Araştırmanın Amacı: Araştırma, öğretmen adaylarının eleştirel dinleme
yeterliklerine sahip olma düzeylerinin belirlenmesi gereksinimiyle
desenlenmiştir. Bu amaçla şu sorulara cevap aranmıştır: (1) Öğretmen
adaylarının eleştirel dinleme yeterliklerine sahip olma düzeyleri nedir? (2)

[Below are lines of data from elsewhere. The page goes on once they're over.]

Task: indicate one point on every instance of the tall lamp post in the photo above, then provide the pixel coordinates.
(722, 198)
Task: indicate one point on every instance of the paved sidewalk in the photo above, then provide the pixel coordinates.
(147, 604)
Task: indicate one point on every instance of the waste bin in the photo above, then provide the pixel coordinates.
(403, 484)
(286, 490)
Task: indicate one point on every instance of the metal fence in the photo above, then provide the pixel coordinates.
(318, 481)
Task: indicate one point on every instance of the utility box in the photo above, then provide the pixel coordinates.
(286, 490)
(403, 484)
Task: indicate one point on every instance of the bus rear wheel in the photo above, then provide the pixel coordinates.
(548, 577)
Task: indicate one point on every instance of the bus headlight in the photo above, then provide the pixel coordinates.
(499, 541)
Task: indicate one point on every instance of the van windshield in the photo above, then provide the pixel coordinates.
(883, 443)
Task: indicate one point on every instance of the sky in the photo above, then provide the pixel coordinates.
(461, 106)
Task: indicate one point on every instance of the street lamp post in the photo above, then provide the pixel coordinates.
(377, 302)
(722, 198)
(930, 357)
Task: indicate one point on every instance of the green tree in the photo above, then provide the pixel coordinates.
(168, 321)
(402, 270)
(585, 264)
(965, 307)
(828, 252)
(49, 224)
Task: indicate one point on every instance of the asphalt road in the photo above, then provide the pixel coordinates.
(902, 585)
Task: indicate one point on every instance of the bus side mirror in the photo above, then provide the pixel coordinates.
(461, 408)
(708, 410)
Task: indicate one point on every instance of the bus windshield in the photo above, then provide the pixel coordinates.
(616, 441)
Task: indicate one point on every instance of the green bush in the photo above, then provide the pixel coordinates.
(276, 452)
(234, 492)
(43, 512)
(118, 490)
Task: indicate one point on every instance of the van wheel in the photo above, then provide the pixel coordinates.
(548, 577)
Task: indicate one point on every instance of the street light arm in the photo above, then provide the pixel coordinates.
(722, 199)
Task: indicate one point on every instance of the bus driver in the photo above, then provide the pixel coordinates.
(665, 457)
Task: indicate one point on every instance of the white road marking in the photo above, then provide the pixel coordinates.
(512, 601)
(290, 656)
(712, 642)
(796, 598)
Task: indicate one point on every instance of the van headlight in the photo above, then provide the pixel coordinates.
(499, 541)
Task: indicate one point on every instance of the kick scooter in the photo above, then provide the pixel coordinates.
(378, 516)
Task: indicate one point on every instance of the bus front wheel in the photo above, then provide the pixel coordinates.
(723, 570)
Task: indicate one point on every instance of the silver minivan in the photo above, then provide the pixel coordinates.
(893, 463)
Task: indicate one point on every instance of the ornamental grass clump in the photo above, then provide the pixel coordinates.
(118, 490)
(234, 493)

Öğretmen adaylarının eleştirel dinleme yeterliklerine sahip olma düzeyleri,
onların cinsiyetlerine, bölümlerine ve üniversiteye giriş puan türlerine göre
anlamlı bir farklılık göstermekte midir?
Araştırmanın Yöntemi: Araştırmada, genel tarama modellerinden karşılaştırma türü ilişkisel
tarama modelinden yararlanılmıştır. Araştırmada öğretmen adaylarının eleştirel
dinleme yeterliklerine sahip olma düzeyleri belirlenmiş ve bu yeterliklere
sahip olma düzeyleri çeşitli değişkenler (cinsiyet, bölüm ve üniversiteye giriş
puan türü) açısından ayrı ayrı betimlenmiştir. Çalışmanın örneklemini,
2013-2014 eğitim-öğretim yılında Fırat Üniversitesi Eğitim Fakültesi’nin Sınıf,
Sosyal Bilgiler, Fen Bilgisi, Türkçe, Bilgisayar ve Öğretim Teknolojileri
Eğitimi (BÖTE), Matematik, Resim-iş ve Okul Öncesi Öğretmenlikleri bölümlerinin
dördüncü sınıflarında öğrenim gören 672 öğretmen adayı oluşturmaktadır.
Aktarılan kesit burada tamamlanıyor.